The ancient Silk Road has existed for thousands of years, passing through many different empires, kingdoms, reigns, and societies throughout history. At certain times in its long history, traders could travel freely along these routes, whereas at others, travel was difficult or dangerous.

According to UNESCO, the Silk Road enriched the countries it passed through, transporting cultures, religions, languages, and of course material goods into societies across Europe, Asia, and Africa, and uniting them all with a common thread of cultural heritage and plural identities.

There are over 40 countries today alongside the historic Land and Maritime Silk Roads, all still bearing witness to the impact of these routes in their culture, traditions, and customs.

These vast networks carried more than just merchandise and precious commodities however: the constant movement and mixing of populations also brought about the transmission of knowledge, ideas, cultures, and beliefs, which had a profound impact on the history and civilizations of the Eurasian peoples. 

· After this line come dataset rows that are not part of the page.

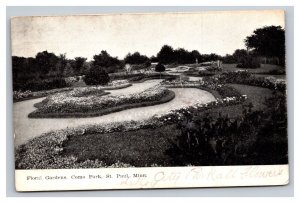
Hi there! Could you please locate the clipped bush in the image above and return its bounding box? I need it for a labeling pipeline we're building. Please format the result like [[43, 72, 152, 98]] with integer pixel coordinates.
[[236, 56, 260, 69], [84, 65, 110, 85], [155, 63, 166, 73]]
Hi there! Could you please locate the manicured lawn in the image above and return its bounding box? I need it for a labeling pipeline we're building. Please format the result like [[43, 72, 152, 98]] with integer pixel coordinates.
[[195, 84, 272, 118], [63, 125, 180, 167], [223, 64, 282, 73]]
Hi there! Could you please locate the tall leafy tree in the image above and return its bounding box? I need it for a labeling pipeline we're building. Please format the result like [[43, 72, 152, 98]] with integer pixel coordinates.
[[124, 52, 149, 64], [157, 45, 175, 64], [72, 57, 87, 75]]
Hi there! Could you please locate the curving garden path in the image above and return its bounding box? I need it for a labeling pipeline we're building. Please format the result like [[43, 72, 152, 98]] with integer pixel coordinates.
[[13, 80, 215, 146]]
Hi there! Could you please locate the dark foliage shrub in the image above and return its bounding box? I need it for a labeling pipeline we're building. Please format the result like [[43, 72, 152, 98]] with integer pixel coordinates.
[[166, 93, 288, 165], [84, 65, 110, 85], [13, 77, 67, 91], [155, 63, 166, 72], [216, 85, 241, 97], [236, 56, 260, 69]]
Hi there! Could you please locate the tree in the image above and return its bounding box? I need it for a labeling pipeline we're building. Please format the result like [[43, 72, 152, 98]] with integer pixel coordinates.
[[92, 50, 121, 73], [155, 63, 166, 77], [84, 65, 110, 85], [56, 54, 68, 75], [35, 51, 58, 74], [245, 26, 285, 64], [191, 50, 201, 62], [72, 57, 87, 75], [174, 48, 195, 64], [63, 62, 74, 77], [157, 45, 175, 64], [232, 49, 248, 63]]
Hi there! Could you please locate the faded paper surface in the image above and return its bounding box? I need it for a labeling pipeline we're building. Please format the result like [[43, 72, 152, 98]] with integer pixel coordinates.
[[11, 10, 289, 191]]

Travelers along the Silk Roads were attracted not only by trade but also by the intellectual and cultural exchange that was taking place in cities along the Silk Roads, many of which developed into hubs of culture and learning. Science, arts, and literature, as well as crafts and technologies, were thus shared and disseminated into societies along the lengths of these routes, and in this way, languages, religions, and cultures developed and influenced each other.